Alles, jederzeit, überall – der verlegerische Maßanzug erzwingt die Skalierung des Inhaltsangebotes über die eigenen Verlagsgrenzen hinaus und erfordert neue Denkweisen und Fähigkeiten, die sich nicht mit dem Printgeschäft decken. Die Verleger müssen sich entscheiden, diese "Skalierung" den Nicht-Verlagen zu überlassen und ihre Mediengattungs- und Verlagsportfolio-Zäune im Internet zu verteidigen oder diese selbst in Angriff zu nehmen. Meine Skalierungs-Erfahrungen aus der spitzen, durch paid content Mauern abgeschotteten Fachinformationswelt sagen mir: die Google’s heute beschäftigen sich derzeit „nur“ mit der „Erschließung“ der bislang digitalisierten (kopierten) Printprodukte. Dies möchte ich nicht abwerten, ganz im Gegenteil, dies ist, aus Sicht des Kunden, eine auch gesellschaftlich wichtige Aufgabe, die den einzigen „Schönheitsfehler“ hat, dass sie dem traditionellen Geschäftsmodell der Verlage zu schnell zu viel Umsatz entzieht.

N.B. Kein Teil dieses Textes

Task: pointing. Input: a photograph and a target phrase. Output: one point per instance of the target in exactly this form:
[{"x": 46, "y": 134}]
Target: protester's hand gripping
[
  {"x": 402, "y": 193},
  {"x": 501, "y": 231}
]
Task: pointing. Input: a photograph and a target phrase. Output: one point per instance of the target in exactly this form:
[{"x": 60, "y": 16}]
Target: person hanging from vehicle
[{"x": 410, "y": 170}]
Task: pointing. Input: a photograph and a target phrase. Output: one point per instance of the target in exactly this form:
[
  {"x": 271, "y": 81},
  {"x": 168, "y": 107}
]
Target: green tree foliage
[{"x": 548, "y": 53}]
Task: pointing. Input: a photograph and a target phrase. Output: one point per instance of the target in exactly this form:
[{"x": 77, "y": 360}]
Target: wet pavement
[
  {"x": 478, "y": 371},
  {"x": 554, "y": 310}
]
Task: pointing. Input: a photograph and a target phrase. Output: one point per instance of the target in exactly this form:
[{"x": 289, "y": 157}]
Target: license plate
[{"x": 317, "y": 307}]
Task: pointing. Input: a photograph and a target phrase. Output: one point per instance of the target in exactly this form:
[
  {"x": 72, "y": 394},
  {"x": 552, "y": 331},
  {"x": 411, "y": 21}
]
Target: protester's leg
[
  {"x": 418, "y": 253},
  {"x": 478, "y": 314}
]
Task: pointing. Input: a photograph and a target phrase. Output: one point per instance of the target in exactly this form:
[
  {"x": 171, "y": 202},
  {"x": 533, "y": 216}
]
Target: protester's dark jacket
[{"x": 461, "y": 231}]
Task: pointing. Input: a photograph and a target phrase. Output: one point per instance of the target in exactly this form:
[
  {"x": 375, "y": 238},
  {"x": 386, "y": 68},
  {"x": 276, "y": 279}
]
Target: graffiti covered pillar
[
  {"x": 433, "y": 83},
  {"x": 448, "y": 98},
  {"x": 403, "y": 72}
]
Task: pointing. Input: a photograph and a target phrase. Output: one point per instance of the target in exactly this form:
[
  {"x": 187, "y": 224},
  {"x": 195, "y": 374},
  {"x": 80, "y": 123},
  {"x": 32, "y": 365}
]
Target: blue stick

Der erste (Denk-)Hebel, den man auf diesem Weg zur „Skalierung der Inhalte“ umlegen muss, ist, sich vom bisherigen produktspezifischen Produktionsprozess zu lösen, und die maximale Skalierung aller dienenden Prozesse zu starten, mit dem Ziel, die daran hängenden Kosten Richtung Null zu führen. Die Benchmarks hierzu werden von den globalen Plattformen vorgegeben. Facebook, eine einzige Plattform für Inhalte und Kommunikation für 400 Millionen User. In der Printwelt sind es die Verlage gewohnt, in „Plattformen“ für wenige Tausend Leser zu denken. Die Folge: Tausende von Print-Produkten wurden aus guter alter „Gewohnheit“ als Inselprodukt ins Internet portiert. Die Print-Marke wird, „expand your brand“ sei dank, crossmedial ins Internet verlängert und erhält ihre eigene Internetplattform. Dieser Weg ist offensichtlich notwenig als Lernkurve und Zwischenschritt. Es ist jedoch noch nicht der Weg in die langfristige verlegerische Internetwelt (siehe hierzu auch den Blog-Beitrag „Apple verändert alle Medien“).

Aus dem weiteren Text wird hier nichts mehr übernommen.